Salah Bouchemal, maître de conférence au centre universitaire Larbi Ben M’hidi à Alger (Algérie), laboratoire "Ressources Naturelles et Aménagement des Milieux Sensibles"

À l’aube du vingt et unième siècle, la société algérienne reste profondément attachée à la structure sur laquelle elle était organisée durant l’époque précoloniale. Mais c’est hors des grandes villes surtout que les marques d’une telle organisation révèlent leur vivacité et regimbent aux vicissitudes du temps. 

L’État-nation est présent, mais c’est la communauté qui forme la cellule fondamentale de la société algérienne. Elle peut être basée sur des liens transmissibles par le sang ou affermie par un mysticisme religieux, tel celui des confréries que sont les Zaouias, comme la Tidjania dont l’impact social et politique s’étend bien au-delà des frontières du pays. Les adeptes d’une Zaouia nouent entre eux des relations qui permettent d’édifier des fronts de solidarité pour soutenir une cause à défendre en commun. L’entraide est également un aspect qui préoccupe les rapports entre individus d’une même confrérie. Cependant, quelle que soit son importance, la Zaouia d’aujourd’hui n’a pas au Nord du pays la vigueur de l’ancrage qui est le sien au Sahara. Mais partout ailleurs la structure traditionnelle qui prévaut est la tribu. 

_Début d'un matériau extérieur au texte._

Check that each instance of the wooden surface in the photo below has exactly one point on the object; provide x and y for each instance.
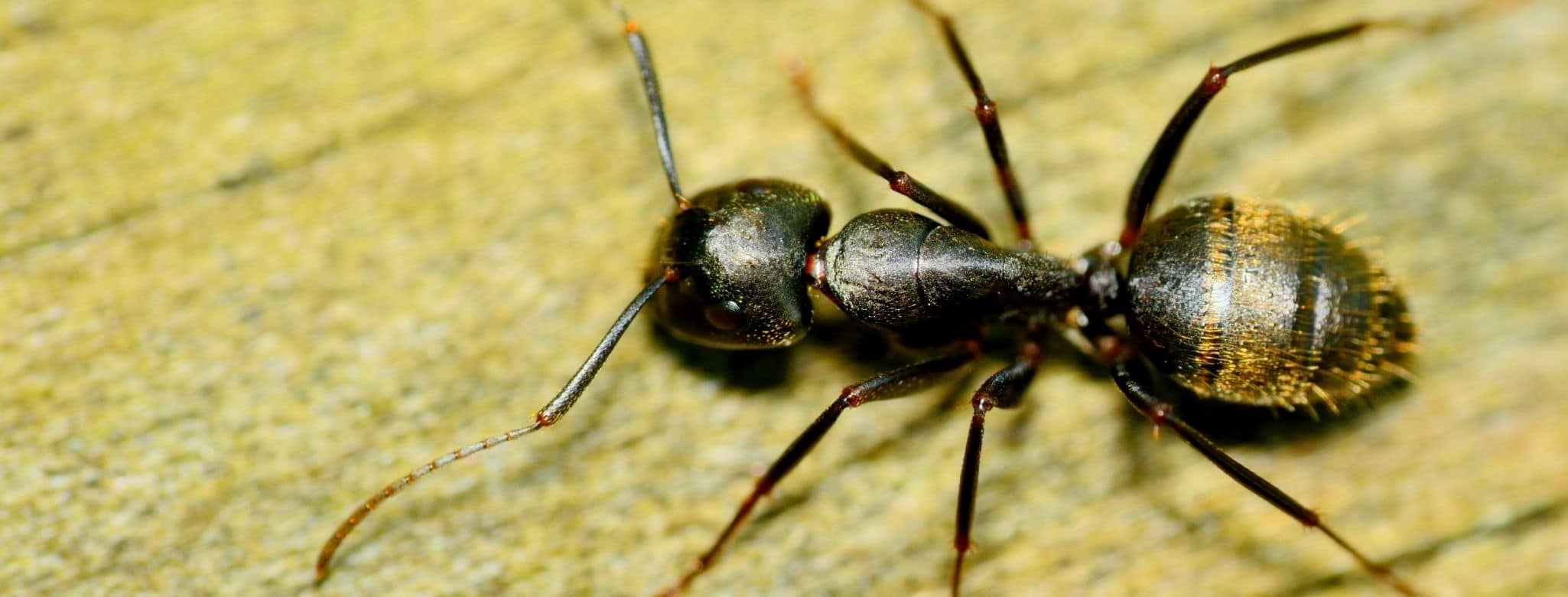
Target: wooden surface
(258, 259)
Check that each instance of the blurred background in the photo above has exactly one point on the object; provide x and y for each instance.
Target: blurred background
(258, 259)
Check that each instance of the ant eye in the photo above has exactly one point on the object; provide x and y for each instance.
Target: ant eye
(724, 316)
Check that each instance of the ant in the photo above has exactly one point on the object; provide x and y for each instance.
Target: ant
(1231, 299)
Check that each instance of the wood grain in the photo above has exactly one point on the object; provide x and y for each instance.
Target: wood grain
(258, 259)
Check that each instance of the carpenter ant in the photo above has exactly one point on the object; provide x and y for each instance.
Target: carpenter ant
(1230, 299)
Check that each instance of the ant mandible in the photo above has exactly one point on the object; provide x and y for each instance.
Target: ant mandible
(1231, 299)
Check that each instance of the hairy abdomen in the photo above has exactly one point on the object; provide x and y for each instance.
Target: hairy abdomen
(1250, 304)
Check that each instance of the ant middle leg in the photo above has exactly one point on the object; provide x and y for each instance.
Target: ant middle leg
(1002, 390)
(1163, 413)
(985, 112)
(882, 387)
(897, 180)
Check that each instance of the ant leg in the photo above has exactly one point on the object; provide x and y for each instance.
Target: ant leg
(1002, 390)
(656, 106)
(882, 387)
(1166, 148)
(897, 180)
(985, 112)
(1164, 415)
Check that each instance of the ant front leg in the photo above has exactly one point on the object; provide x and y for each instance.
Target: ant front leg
(882, 387)
(1002, 390)
(897, 180)
(1164, 415)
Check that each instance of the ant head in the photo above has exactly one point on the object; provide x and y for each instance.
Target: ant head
(740, 256)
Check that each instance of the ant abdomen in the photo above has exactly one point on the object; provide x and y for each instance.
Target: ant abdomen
(739, 253)
(927, 283)
(1251, 304)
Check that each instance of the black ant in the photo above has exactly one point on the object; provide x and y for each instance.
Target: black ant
(1230, 299)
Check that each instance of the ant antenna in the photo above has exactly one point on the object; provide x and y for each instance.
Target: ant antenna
(656, 104)
(546, 416)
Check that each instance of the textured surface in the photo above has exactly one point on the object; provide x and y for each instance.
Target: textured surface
(258, 259)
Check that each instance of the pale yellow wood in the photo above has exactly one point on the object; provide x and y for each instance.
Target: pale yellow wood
(258, 259)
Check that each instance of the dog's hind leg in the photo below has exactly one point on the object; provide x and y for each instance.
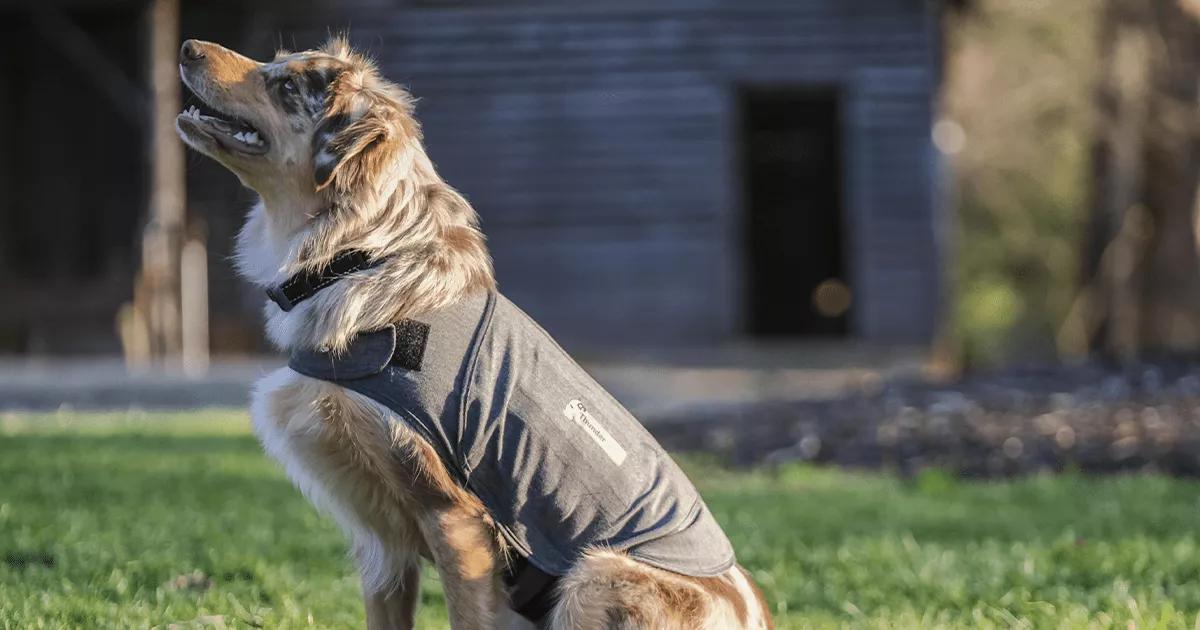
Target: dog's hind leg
(607, 591)
(467, 557)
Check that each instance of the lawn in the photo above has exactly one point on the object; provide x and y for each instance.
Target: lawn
(141, 521)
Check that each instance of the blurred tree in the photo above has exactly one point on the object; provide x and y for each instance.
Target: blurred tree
(1140, 268)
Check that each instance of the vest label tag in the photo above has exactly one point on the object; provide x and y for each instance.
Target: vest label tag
(577, 412)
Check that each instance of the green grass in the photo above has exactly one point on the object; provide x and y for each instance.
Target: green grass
(117, 521)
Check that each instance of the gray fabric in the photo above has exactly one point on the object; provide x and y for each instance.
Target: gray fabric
(557, 461)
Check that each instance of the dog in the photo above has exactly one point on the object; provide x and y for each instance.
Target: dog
(381, 282)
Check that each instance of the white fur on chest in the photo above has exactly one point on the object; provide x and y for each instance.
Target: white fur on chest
(285, 413)
(263, 251)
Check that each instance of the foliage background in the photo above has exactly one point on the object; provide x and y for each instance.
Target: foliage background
(1019, 82)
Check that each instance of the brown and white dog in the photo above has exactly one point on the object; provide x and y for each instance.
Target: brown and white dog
(336, 156)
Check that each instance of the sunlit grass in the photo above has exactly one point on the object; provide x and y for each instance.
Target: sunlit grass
(117, 521)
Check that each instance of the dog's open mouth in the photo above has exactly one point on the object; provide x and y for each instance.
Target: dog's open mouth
(229, 132)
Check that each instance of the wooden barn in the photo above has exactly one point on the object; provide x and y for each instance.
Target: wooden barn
(655, 172)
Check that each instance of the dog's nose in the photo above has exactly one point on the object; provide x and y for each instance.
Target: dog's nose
(191, 52)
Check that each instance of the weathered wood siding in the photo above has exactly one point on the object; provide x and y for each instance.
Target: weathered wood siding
(600, 145)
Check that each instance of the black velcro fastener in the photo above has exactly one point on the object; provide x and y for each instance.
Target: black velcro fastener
(305, 285)
(411, 339)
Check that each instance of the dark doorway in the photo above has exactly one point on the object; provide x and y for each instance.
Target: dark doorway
(797, 282)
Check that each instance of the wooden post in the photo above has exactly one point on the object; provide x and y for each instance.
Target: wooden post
(167, 202)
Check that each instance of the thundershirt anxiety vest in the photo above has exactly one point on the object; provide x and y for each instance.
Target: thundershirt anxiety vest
(558, 462)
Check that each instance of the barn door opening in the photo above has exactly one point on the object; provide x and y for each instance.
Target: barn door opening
(797, 279)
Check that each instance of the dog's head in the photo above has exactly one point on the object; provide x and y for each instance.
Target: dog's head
(311, 121)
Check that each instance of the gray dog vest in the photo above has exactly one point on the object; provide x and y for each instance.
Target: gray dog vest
(561, 466)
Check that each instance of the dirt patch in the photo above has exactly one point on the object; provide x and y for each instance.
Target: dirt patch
(1092, 418)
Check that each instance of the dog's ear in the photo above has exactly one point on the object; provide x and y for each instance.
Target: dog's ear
(325, 154)
(361, 135)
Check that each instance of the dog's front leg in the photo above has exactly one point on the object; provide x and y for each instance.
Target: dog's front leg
(466, 556)
(394, 609)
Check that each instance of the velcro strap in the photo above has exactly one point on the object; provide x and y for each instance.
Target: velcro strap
(400, 345)
(305, 285)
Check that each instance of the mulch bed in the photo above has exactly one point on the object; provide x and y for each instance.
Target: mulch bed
(1091, 418)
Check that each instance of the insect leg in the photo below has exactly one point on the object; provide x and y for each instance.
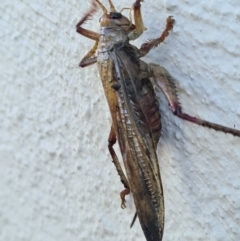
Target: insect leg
(88, 59)
(111, 142)
(166, 83)
(85, 32)
(139, 27)
(146, 47)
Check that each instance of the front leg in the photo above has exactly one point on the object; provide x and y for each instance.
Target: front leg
(166, 83)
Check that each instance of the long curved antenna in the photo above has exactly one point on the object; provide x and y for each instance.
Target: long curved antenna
(112, 8)
(101, 6)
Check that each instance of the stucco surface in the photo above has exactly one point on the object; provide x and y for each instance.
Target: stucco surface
(57, 181)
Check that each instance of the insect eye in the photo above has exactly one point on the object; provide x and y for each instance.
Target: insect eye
(114, 15)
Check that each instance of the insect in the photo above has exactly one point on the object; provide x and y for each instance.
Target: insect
(128, 85)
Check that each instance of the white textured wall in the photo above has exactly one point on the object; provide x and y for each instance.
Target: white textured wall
(57, 181)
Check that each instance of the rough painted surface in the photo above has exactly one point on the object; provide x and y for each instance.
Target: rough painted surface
(57, 181)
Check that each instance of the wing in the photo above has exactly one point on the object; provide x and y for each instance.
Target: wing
(141, 123)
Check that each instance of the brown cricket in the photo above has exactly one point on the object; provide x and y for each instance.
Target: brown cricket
(136, 124)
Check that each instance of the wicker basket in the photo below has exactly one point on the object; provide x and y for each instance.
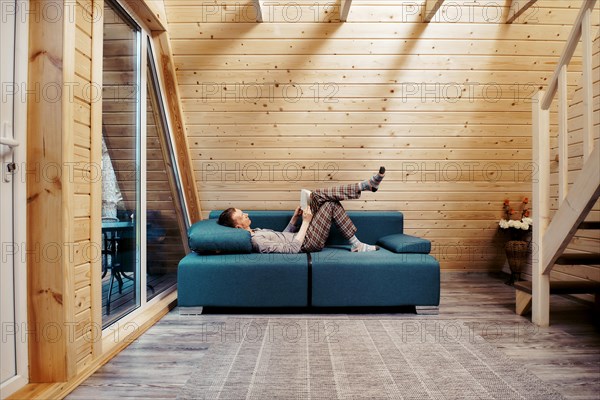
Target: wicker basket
(517, 252)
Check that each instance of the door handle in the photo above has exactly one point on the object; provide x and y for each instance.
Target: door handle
(5, 140)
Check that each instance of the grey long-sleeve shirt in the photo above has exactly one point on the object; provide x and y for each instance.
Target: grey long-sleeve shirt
(270, 241)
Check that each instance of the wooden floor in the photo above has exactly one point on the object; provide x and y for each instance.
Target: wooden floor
(123, 303)
(566, 355)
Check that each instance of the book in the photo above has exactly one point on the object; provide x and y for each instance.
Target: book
(305, 198)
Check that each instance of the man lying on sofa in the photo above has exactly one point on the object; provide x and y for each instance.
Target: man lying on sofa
(325, 208)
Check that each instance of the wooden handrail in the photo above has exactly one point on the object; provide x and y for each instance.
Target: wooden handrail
(567, 53)
(553, 237)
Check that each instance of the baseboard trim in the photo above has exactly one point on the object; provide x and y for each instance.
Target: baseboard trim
(59, 390)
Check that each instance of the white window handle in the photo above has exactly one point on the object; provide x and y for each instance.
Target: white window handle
(5, 140)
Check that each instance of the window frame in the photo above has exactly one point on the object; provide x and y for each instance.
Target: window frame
(112, 332)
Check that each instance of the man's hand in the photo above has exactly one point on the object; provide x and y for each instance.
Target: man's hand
(307, 214)
(297, 214)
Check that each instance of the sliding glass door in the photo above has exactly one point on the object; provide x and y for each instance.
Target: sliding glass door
(165, 216)
(143, 218)
(121, 161)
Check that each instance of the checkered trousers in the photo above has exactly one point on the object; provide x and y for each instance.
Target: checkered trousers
(327, 209)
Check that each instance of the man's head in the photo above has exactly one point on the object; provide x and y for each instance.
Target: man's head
(234, 218)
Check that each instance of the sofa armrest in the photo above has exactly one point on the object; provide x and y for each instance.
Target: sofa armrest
(401, 243)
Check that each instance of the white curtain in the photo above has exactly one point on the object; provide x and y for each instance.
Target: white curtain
(111, 194)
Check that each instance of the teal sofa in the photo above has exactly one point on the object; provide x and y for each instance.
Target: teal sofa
(222, 270)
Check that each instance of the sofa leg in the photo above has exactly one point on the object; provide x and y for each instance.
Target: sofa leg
(427, 310)
(190, 310)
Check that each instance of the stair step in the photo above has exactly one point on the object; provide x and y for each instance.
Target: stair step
(576, 259)
(589, 225)
(563, 287)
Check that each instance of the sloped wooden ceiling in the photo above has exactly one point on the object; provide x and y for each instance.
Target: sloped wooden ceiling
(303, 100)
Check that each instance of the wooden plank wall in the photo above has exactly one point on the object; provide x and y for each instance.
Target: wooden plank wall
(59, 205)
(82, 211)
(302, 100)
(585, 241)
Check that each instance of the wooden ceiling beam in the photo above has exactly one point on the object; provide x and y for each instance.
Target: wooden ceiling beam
(259, 16)
(516, 11)
(345, 10)
(431, 10)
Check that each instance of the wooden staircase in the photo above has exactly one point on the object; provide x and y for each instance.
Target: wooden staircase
(551, 236)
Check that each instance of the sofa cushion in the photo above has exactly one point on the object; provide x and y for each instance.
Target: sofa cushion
(207, 236)
(341, 278)
(243, 280)
(401, 243)
(371, 226)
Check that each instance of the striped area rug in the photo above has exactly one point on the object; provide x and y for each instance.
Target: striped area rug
(303, 358)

Selon les circonstances, des comportements identiques sont adoptés par les individus originaires d’un même clan. Le sentiment d’appartenance tribale, en période électorale par exemple, instaure, entre les membres d’un même groupe, des liens de solidarité qui seront mis à profit pour soutenir la représentation qui leur sied. Parfois, il peut s’agir d’une collecte de fonds pour la constitution d’une dîme rendue nécessaire à la réparation d’un préjudice. Ainsi, les exemples d’attitudes communes prises par le groupe sont multiples, consensuelles, et obéissent à la situation du moment. 

La tribu s’est certes désagrégée, mais l’appartenance au groupe reste très vive. Ainsi certaines pratiques communautaires et leur maintien fournissent des exemples qui soulignent la force de celui-ci. 

Sur le Piémont sud des Némencha, les Ouled Rechach perpétuent un système de redistribution périodique des terres, une pratique qui maintient une stricte égalité et empêchant toute concentration au profit de quelques uns. En effet, l’arch [1 ] foncier est demeuré, intact dans ce secteur, déjà saharien, de l’Algérie orientale. Ses règles de fonctionnement sont les mêmes que celles qui le régissaient à l’époque précoloniale. 

Ce système de redistribution des terres existe de bout en bout du Piémont sud des Némencha. On le retrouve également dans plusieurs régions du Pays, mais c’est sur ses modalités qu’il y a des différences. 

L’exemple des Ouled Rechach constituera l’axe principal de la contribution que nous voudrions apporter au traitement de la question du rapport de l’espace et des sociétés aujourd’hui.


[1 ] On dit arch ou tribu, mais l’arch désigne également le statut des terres appartenant à la communauté.